Having pressed my case as far as was wise, and enlightened him about the existence of the NRB, I took my leave, sailing off into the sunset with my copy of Any Ordinary Day sporting different-coloured post-it notes designating potential quotable quotes.
If I overstated my case with Library Man, it was because one of the striking features of Sales’s book is how much of herself she reveals. There is much more to her than the journalist who can be, by her own admission, ‘as mercenary and reptilian as anyone’. Over the last four years she has suffered many things, and these things have cracked her open and made her see the world differently. Happily, though, for her many fans, there are continuities. In her essay On Doubt, which was published in 2009, Sales cited the 11th-century French philosopher and theologian Pierre Abelard, who said that ‘the beginning of wisdom is found in doubting; by doubting we come to the question, and by seeking we may come upon the truth’.
Sales the doubter and the seeker of truth is still very much alive and in evidence in this book. At the beginning of Any Ordinary Day, she spells out what drove her, at a time in her life when she was feeling most out of control and vulnerable, to research a book on ‘blindsides, resilience, and what happens after the worst day of your life’:
What prompted me to begin writing this book was the thought of what might happen if I walked towards what I most feared, rather than in the opposite direction. What would I learn if I spent time with people who had lived through some of the things I most worried about happening to me or my family? What could the newest scientific research teach me about the way the human brain comes to terms with such things? The novelist Iris Murdoch once wrote that paying attention is a moral act. To me, paying close attention to these kinds of tragedies felt like staring at the sun. It scared me to do it, yet I wanted to see what would happen if I didn’t look away.

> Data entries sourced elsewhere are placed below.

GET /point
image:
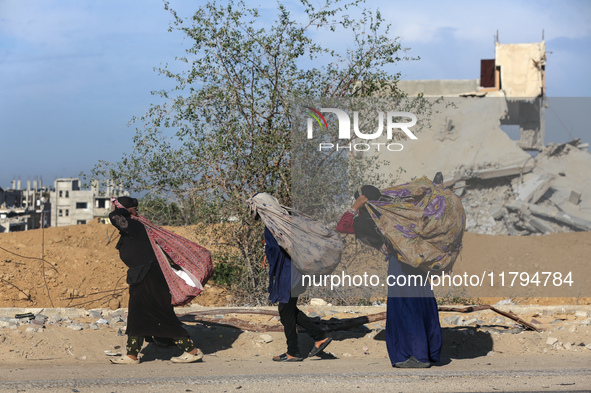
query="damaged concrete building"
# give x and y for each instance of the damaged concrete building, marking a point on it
(24, 209)
(66, 204)
(72, 205)
(510, 186)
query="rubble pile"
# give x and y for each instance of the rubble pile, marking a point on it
(550, 193)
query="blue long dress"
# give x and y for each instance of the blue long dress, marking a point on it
(412, 319)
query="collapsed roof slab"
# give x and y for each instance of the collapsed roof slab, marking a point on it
(571, 175)
(460, 133)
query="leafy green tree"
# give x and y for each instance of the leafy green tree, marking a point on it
(224, 132)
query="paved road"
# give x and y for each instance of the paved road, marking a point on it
(344, 375)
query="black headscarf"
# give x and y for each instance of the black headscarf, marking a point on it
(127, 202)
(365, 227)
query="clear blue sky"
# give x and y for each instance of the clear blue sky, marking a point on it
(74, 72)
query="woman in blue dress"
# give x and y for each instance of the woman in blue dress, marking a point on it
(413, 332)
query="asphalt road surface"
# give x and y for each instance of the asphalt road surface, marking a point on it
(489, 374)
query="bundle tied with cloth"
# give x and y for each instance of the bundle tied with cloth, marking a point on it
(312, 246)
(424, 221)
(186, 266)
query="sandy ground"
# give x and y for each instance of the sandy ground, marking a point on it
(84, 277)
(482, 351)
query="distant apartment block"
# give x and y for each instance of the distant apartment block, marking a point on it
(24, 209)
(66, 204)
(74, 206)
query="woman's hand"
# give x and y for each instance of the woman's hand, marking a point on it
(360, 202)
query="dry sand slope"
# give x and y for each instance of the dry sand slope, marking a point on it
(83, 271)
(81, 266)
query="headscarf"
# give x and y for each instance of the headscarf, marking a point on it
(127, 202)
(366, 229)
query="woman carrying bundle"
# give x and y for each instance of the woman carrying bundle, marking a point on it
(413, 332)
(150, 313)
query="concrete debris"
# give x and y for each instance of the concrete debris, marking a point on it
(548, 194)
(266, 338)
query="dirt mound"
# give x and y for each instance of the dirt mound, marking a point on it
(78, 266)
(73, 266)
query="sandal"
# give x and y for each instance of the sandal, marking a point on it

So, this is what we get in this book: Sales taking a close look at the stories of a number of people who have, like her, been blindsided by what she refers to as the ‘poison darts of fate’. We are privy to interviews with people like Louisa Hope, who was one of the hostages in the Lindt Café siege in December 2014. There is Walter Mikac, whose wife and daughters were killed at Port Arthur, and Stuart Diver, and James Scott, who you may not remember survived being lost in the Himalayas for 43 days. There are others, too. We get to hear more about their blindsides than has hitherto been revealed, but also – and these were the bits I found most compelling – the aftermaths, involving the difficult personal work of coming to terms with a world that has been tipped upside down. Interspersed with interview material are reflections on what research has to teach us about trauma and resilience. There are interviews with priests and detectives, forensic photographers and even one ex-prime minister and one university vice-chancellor.
It is all very interesting and, throughout the work, Sales’s voice rings true and clear: she is not here to offer up answers, and she certainly is not here to be converted to Christianity or to spruik platitudes. She is here, though, to look for commonalities in people’s experiences, and to offer up helpful suggestions where she can. One message that comes through loud and clear is that people need to be less afraid of saying the wrong thing to those who are going through trauma: stop crossing the road to avoid that possibility, people. The other one is the familiar one about smelling the roses. Before the poison darts of fate pierced her own chest, Sales would never have written anything like the following paragraphs but, as she admits in this book, those days are gone:
I wish that through studying all of this, I had some wise scroll to unfurl before you. Even the idea that I wish there was a ‘lesson’ shows how unwilling I still am, like most of us, to sail into the winds of fate head-on. I wish I could tell you how not to be the person who walks into the Lindt Café on the wrong morning, or how not to choose the fatal day to go for a surf. Of course nobody can do that, and if we thought about these things too often, we’d never leave our homes. To live life, we have to take risks, most of which we will never even know we’re taking.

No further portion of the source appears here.